In Henry Huggins' neighborhood Tribute: A sculpture garden in Portland, Ore., honors beloved children's author Beverly Cleary and her classic characters.

Sun Journal

July 08, 1996|By Mark Hyman | Mark Hyman,SUN STAFF

PORTLAND, Ore. -- For nearly five decades, the only place to visit Henry Huggins, children's literature's most famous newspaper-delivery boy, was the shelf of a bookstore or a library.

Now, there's an artful alternative.

Fans of Henry can drop by the Beverly Cleary sculpture garden. In a city park, beside a row of well-worn tennis courts, they can poke Henry's arm, bark at his faithful dog, Ribsy, and wag a disapproving finger at their precocious pal, Ramona Quimby.

The garden is a tribute to Cleary, a longtime Portland resident and one of the world's most beloved children's authors.

Her books for young readers, beginning with "Henry Huggins" in 1950 and including such children's classics as "Ramona the Pest" and "Dear Mr. Henshaw," have sold 75 million copies, in 20 countries in 14 languages.

The sculpture garden is expected to open officially later this month. Committee members will turn on a fountain that squirts water between the life-size bronze statues, which were sculpted by artist Lee Hunt.

The project has been in the planning stages almost 20 years. The past five have been a whirl of activity for a group of local residents devoted to Cleary's work. During that time, they won the author's approval for their idea, enlisted city government support and mounted a national fund-raising campaign that netted $227,000.

Portland residents consider the money well spent.

"The average Portlander reveres Mrs. Cleary," says Doris Kimmel, co-chairman of Friends of Henry and Ramona, the nonprofit organization that raised the money. "She's like a great-aunt. Her books are so wonderful. For many children, they were the first chapter books they ever read."

Cleary, 80, says she's pleased the garden has become a local gathering place. Her mail tells her that it's also fast becoming a tourist destination.

"I've heard of schools in Oregon that have gone on field trips to see it," she says from her home in Carmel, Calif., where she has been living several years with her husband, Clarence. "I get letters from visitors to Portland who have been there. If it encourages children to read, it's wonderful."

Cleary has proved to be a children's author with staying power. ** Other writers connect with young readers for a while -- Judy Blume in the 1980s and R. L. Stine, whose "Goosebumps" series is the current rage. But Cleary's work is durable. She has never stopped writing. After "Henry Huggins," she turned out a book a year for the next 25, pausing -- for now -- at 39. The books rarely have been out of print and remain strong sellers.

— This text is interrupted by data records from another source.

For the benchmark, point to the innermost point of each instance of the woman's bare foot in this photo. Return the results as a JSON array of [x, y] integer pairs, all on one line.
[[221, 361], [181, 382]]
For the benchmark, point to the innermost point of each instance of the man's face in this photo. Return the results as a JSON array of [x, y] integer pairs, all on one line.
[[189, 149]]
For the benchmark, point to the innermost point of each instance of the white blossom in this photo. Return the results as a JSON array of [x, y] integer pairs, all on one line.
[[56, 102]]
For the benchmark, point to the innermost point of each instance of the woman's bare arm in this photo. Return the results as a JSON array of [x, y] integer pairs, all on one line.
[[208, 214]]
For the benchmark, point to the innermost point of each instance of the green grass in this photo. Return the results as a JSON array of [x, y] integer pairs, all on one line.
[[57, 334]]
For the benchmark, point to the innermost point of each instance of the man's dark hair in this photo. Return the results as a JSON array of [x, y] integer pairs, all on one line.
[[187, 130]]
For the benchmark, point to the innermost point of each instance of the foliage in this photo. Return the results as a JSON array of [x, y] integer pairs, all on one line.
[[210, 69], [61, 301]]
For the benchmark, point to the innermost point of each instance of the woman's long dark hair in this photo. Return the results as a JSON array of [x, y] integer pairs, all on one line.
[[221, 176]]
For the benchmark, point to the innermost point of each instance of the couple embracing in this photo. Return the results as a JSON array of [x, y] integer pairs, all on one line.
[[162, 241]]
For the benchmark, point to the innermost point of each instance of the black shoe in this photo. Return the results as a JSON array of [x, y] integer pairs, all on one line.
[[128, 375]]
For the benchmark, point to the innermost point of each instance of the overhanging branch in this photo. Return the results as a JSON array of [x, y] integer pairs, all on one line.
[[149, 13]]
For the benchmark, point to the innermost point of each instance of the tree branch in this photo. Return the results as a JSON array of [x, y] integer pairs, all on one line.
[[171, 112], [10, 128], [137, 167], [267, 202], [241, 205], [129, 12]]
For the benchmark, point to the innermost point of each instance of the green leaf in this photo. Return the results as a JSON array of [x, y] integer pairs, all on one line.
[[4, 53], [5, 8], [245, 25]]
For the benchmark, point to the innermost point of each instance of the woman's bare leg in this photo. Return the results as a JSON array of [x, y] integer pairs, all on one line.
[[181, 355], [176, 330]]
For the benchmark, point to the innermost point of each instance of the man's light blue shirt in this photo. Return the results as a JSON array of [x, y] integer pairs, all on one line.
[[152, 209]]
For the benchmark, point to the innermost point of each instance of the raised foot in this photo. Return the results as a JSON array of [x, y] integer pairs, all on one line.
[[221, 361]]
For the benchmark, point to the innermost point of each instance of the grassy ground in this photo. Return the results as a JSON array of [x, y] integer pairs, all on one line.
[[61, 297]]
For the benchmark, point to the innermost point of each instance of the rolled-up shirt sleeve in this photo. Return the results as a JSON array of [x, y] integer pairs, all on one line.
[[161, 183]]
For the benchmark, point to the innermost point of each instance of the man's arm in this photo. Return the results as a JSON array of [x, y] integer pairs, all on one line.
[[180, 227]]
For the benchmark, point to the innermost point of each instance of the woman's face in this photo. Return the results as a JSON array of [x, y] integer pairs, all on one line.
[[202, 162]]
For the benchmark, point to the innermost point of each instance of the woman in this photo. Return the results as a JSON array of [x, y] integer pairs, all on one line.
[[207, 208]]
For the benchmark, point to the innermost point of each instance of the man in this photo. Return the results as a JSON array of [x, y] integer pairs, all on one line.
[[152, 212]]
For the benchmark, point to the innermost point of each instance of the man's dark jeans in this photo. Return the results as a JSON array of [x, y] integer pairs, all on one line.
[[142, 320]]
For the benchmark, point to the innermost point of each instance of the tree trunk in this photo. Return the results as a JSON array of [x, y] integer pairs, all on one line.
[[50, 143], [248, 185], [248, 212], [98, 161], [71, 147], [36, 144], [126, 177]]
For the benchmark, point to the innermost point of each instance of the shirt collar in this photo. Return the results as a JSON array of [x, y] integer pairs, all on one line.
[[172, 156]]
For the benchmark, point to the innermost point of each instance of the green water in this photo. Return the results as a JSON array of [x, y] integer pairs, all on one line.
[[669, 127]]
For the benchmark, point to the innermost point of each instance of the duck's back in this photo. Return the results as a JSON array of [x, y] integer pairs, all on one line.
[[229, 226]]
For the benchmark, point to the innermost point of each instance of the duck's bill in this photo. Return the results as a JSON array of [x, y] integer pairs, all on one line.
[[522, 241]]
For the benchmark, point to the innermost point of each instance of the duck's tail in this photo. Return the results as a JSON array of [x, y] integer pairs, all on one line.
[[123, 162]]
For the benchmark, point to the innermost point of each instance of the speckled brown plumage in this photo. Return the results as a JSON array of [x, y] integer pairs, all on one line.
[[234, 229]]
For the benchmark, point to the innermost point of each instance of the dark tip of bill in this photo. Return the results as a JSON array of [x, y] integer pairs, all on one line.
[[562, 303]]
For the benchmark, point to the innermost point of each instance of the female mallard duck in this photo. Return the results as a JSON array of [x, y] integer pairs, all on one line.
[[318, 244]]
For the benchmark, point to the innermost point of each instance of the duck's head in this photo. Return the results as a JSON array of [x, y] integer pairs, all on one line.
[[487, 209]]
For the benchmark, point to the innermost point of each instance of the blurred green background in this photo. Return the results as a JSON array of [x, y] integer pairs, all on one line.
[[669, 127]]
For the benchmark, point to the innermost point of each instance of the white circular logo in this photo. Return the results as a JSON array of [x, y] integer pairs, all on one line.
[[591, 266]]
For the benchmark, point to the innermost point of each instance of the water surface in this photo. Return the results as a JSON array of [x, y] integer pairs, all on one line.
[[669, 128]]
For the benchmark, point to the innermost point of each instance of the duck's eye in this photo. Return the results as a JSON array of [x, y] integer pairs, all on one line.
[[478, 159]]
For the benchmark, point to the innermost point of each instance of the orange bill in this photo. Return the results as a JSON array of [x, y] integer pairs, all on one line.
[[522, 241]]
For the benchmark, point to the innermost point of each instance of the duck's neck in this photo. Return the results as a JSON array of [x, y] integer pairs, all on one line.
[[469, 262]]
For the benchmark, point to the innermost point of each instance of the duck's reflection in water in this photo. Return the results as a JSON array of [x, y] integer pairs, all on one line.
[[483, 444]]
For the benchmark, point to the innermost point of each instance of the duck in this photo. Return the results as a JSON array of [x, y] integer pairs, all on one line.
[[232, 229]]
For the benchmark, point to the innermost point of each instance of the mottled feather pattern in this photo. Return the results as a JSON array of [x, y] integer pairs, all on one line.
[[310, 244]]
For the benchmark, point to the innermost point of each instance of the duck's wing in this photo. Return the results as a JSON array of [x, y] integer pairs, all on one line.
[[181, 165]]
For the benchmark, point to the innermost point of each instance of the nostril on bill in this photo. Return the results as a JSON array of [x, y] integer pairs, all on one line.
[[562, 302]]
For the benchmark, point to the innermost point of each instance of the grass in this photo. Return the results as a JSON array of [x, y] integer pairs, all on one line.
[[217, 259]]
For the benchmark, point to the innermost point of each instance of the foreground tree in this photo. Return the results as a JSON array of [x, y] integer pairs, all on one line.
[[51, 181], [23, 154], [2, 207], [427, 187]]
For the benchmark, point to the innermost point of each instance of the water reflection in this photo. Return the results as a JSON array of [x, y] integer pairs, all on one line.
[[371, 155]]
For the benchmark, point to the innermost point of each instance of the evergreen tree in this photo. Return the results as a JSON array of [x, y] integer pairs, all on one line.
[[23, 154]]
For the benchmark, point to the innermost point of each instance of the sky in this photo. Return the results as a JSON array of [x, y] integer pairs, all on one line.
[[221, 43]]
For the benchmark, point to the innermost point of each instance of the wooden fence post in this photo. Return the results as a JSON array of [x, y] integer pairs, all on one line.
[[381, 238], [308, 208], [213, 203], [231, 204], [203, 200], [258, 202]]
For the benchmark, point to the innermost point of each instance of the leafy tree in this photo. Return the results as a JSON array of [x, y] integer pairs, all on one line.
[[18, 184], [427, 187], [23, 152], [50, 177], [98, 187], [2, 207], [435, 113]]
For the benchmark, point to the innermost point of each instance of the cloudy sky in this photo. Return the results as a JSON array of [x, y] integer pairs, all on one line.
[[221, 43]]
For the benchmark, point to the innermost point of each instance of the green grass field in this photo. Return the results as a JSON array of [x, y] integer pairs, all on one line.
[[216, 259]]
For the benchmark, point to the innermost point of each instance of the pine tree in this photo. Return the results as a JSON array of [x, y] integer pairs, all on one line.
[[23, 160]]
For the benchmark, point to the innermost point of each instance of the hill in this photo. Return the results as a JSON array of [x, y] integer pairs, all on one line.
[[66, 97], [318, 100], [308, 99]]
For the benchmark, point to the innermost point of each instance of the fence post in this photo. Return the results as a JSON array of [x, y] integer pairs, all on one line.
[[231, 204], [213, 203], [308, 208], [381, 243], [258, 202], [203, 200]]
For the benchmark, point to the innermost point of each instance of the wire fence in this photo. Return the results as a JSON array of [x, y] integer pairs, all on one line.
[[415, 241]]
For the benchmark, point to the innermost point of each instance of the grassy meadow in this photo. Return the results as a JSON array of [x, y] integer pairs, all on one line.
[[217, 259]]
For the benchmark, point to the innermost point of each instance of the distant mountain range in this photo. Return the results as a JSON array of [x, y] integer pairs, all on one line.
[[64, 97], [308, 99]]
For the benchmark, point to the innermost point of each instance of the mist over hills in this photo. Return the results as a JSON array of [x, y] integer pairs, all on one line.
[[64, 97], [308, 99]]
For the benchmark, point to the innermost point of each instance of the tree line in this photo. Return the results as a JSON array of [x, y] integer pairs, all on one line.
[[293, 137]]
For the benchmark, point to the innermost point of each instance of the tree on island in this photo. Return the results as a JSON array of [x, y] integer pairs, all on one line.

The appeal of Cleary's books is simply explained: She creates believable characters. Then she places them in real, often amusing, situations. Like the time Henry sold night crawlers door-to-door to pay for his friend's football. Or Ramona baked a birthday cake, mixing her favorite doll into the batter.

"Mrs. Cleary gets into the minds of children to an uncanny degree," says Eric A. Kimmel, Doris' husband, who is the author of about three dozen children's books and a former professor of children's literature at Portland State University. "Her books are very funny, but her characters don't necessarily do stupid or silly things.

"It's children trying to cope with the difference between what adults say and what they mean. Or kids figuring out how to solve a problem and maybe not going about it in the wisest or most efficient way."

The idea for a sculpture garden honoring Cleary's characters was hatched by the Kimmels almost 20 years ago.

The couple had recently moved to Portland and were settling into their home on the city's northeast side. One day, Eric Kimmel went out for a walk, hoping to meet a few neighbors and learn street names.

He'd walked several blocks when he came upon a street sign that stopped him. It said, "Klickitat Street."

"I thought, 'I've never been here before, but I know Klickitat Street. Why do I know Klickitat Street?'

"All of a sudden it came to me: 'For Pete's sake, Henry Huggins lives on Klickitat Street.' "

The Kimmels learned that they had moved into the neighborhood of tidy, wood-frame houses where Cleary grew up in the '20s and '30s. In her books, they discovered dozens of references to the streets, schools and other landmarks.

"I was astonished," Eric Kimmel says. "It was all right there. I'd moved to Henry Huggins' neighborhood and never realized it."

The Kimmels began to discuss a tribute to Cleary and her books. Eric Kimmel mentioned the idea to his students, inviting them to join with him in launching a campaign to honor Cleary.

One student accepted, and the project was off and running.

Over the next decade, the group's biggest challenge was raising money. Foundations and corporate givers chipped in $90,000, but most of the money came in small donations from across the country.

Maxine Behling, a retired schoolteacher in Maryland, sent a donation after learning about the project at a convention for librarians.